Verminderte Bisphosphonat-Wirkung?
- Zusammenfassung: Peter Ritzmann
- Kommentar: Peter Ritzmann
- infomed screen Jahrgang 15 (2011)
, Nummer 5
Publikationsdatum: 1. September 2011 - PDF-Download dieses Artikels (automatisch generiert)
Abgesehen von einer direkten Wirkung auf die Physiologie des Knochenstoffwechsels könnte eine PPI-Therapie auch die Bioverfügbarkeit und/oder die Wirkung von Bisphosphonaten reduzieren. Untersucht wurde ein solcher Zusammenhang mit Hilfe der Daten des dänischen Gesundheitssystems. In die Studie aufgenommen wurden 38'000 Personen, die neu mit Alendronat (Fosamax® u.a.) behandelt worden waren. Auf Grund der bezogenen Alendronat-Dosen wurde zuerst die Wirksamkeit der Alendronat-Therapie zur Verhinderung von Frakturen errechnet und danach der Einfluss einer PPI-Therapie auf diese Wirkung untersucht.
Die errechnete Reduktion der Zahl von Schenkelhalsfrakturen bei einer hundertprozentigen Compliance betrug 39%, wenn keine PPI eingenommen wurden. Wurden PPI eingenommen, war diese Reduktion kleiner (19%) und statistisch nicht mehr signifikant. Keine abgeschwächte Wirksamkeit fand sich für Personen, die früher PPI eingenommen hatten und auch nicht für mit Histamin-H2-Blockern Behandelte.
Sicher ist es richtig, auch PPI mit gebührender Zurückhaltung einzusetzen. Die PPI-Behandlung von 59% aller Hospitalisierten in der ersten der vorgestellten Studien ist ein Indiz dafür, dass PPI häufig ohne wirkliche Indikation verabreicht werden. Das zahlenmässig kleine Risiko für gastrointestinale Blutungen rechtfertigt die Abgabe nach dem Giesskannenprinzip sicher nicht.

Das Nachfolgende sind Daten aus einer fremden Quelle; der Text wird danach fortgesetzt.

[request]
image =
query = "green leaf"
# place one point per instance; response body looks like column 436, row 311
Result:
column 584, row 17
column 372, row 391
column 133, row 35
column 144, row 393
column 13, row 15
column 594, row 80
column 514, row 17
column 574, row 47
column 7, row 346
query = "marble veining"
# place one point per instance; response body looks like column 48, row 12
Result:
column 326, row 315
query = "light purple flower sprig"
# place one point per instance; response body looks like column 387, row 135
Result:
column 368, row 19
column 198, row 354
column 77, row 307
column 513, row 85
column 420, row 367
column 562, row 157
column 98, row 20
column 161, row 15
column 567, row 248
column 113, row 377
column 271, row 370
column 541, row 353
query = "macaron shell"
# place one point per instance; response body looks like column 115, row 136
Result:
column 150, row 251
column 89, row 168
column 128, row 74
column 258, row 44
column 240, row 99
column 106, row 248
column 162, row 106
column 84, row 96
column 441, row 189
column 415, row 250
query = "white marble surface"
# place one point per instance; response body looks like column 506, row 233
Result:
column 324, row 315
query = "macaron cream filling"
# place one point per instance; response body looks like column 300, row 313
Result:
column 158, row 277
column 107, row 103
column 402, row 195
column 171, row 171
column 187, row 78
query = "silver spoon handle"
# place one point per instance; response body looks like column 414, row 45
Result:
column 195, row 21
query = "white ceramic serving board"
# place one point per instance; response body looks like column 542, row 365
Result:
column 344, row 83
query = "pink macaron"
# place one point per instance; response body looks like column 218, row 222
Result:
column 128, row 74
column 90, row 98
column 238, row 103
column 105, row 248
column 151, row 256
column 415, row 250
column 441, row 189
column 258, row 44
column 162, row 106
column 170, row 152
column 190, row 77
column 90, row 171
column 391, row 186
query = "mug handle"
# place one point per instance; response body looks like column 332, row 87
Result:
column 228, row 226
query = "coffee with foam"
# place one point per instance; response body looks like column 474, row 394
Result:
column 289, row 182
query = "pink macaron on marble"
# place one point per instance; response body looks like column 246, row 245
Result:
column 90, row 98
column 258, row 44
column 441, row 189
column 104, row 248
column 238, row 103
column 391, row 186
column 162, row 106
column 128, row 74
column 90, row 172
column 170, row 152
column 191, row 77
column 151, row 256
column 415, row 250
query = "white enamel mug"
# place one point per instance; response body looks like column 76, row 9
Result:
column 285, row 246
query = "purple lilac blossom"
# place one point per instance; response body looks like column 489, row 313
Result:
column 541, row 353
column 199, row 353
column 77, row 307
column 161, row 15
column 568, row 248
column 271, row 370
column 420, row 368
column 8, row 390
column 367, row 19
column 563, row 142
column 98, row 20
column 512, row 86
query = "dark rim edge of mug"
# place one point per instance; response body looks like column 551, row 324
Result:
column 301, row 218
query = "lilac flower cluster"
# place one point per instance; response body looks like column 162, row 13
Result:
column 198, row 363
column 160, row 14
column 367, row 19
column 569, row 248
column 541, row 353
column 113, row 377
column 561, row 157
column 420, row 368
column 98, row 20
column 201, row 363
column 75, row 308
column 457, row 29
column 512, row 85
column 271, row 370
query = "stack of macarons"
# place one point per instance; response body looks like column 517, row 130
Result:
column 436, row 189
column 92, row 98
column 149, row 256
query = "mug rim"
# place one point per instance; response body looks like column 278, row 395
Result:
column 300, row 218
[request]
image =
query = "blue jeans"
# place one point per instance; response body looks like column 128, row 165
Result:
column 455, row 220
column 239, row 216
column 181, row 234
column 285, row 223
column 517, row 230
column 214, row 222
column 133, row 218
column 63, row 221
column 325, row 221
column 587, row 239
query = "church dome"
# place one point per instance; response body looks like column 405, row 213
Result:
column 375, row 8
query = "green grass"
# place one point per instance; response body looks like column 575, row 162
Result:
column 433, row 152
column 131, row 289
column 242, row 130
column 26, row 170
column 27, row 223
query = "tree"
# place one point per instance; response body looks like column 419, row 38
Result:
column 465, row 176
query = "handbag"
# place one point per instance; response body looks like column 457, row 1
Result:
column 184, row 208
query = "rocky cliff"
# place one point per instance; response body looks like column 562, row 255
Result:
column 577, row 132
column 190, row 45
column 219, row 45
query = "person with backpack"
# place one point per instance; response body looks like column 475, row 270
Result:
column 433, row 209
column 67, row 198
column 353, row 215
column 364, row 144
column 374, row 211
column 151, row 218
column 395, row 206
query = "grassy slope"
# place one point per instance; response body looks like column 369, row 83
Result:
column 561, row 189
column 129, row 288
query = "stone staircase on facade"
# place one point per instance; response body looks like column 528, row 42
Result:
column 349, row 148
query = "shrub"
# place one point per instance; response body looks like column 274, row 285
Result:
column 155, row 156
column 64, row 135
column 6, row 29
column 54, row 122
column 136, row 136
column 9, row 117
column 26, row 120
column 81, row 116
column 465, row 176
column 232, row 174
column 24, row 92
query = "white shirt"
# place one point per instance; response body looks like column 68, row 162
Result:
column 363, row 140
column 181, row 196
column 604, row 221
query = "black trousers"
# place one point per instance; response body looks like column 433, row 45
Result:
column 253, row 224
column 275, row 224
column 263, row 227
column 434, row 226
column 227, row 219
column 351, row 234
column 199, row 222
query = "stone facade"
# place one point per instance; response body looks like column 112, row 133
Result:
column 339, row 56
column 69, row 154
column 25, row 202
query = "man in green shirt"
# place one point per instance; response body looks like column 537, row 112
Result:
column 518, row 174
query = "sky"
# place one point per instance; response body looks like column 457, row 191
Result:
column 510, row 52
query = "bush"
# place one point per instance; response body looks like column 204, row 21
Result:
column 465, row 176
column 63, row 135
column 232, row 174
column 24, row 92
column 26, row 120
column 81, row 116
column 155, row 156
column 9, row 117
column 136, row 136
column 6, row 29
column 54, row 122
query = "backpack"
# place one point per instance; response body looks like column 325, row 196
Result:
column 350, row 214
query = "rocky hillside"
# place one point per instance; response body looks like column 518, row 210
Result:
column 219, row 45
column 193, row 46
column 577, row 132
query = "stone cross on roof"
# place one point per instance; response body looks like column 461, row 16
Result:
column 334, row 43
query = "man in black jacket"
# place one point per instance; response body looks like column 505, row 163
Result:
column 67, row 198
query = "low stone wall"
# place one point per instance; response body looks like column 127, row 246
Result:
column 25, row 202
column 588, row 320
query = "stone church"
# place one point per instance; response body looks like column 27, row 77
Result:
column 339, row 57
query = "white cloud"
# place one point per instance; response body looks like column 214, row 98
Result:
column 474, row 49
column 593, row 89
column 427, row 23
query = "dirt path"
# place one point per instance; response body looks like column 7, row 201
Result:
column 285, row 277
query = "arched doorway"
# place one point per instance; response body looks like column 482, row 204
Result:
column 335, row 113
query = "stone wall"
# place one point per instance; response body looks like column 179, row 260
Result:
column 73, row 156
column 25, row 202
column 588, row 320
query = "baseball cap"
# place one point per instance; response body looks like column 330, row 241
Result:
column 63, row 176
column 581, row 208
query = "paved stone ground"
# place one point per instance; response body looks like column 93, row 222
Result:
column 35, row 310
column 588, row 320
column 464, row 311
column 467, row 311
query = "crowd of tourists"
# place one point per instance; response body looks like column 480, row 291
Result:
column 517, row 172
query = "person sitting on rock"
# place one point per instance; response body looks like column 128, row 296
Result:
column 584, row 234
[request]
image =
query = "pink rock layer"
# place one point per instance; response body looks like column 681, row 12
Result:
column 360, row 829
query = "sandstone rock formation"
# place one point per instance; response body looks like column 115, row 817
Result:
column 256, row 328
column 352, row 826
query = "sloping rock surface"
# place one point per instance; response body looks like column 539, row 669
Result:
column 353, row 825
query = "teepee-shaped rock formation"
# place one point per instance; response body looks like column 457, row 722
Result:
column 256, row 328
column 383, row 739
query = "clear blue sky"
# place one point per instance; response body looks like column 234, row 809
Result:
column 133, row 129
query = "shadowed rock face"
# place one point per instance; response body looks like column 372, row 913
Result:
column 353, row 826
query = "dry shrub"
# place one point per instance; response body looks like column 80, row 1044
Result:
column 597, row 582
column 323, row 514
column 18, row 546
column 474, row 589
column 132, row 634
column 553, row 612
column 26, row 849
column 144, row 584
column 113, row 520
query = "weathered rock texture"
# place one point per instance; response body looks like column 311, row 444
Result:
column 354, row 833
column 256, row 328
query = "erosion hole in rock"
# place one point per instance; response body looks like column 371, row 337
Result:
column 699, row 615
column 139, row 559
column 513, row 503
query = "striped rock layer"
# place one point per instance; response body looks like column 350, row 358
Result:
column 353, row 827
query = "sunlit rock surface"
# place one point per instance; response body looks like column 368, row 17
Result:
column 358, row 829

Die drei weiteren Studien zeichnen ein ungünstiges Bild von den PPI. Vermindern PPI nun wirklich die Schutzwirkung von ASS und Bisphosphonaten und erhöhen sie generell das Frakturrisiko bei älteren Leuten? Vorsicht ist angezeigt bei der Interpretation der beobachteten Assoziationen. Es handelt sich um Beobachtungsstudien; trotz statistischer Korrekturverfahren könnten unbekannte oder nicht-messbare Einflüsse einen ursächlichen Zusammenhang mit der PPI-Einnahme nur vortäuschen. Am besten belegt ist dabei, dass langdauernde, hochdosierte PPI-Behandlungen das Risiko für osteoporotische Frakturen erhöhen. Auch die amerikanische Arzneimittelbehörde FDA hat im letzten März auf diesen Zusammenhang hingewiesen.1 Ob PPI zusätzlich die Wirksamkeit von oralen Bisphosphonaten vermindern, ist mit dieser einen Studie aber nicht bewiesen. Spannend wäre in diesem Zusammenhang zu wissen, ob sich ein solcher Zusammenhang auch bei parenteralen Bisphosphonaten nachweisen lässt.
Völlig unklar ist aus heutiger Sicht der Einfluss der PPI auf die Wirksamkeit der Plättchenhemmer. Für Clopidogrel, für welches eine pharmakokinetische Interaktion plausibel erschien, hat sich der Verdacht auf eine relevante Beeinflussung der Plättchenhemmung durch PPI in klinischen Studien nicht eindeutig klären lassen. In der aktuellen Studie wird nun ausserdem über ein erhöhtes kardiovaskuläres Risiko bei ASS-Behandelten unter PPI berichtet. Hier bleibt vorerst abzuwarten, ob eine solche Assoziation auch in anderen Studien nachzuweisen ist.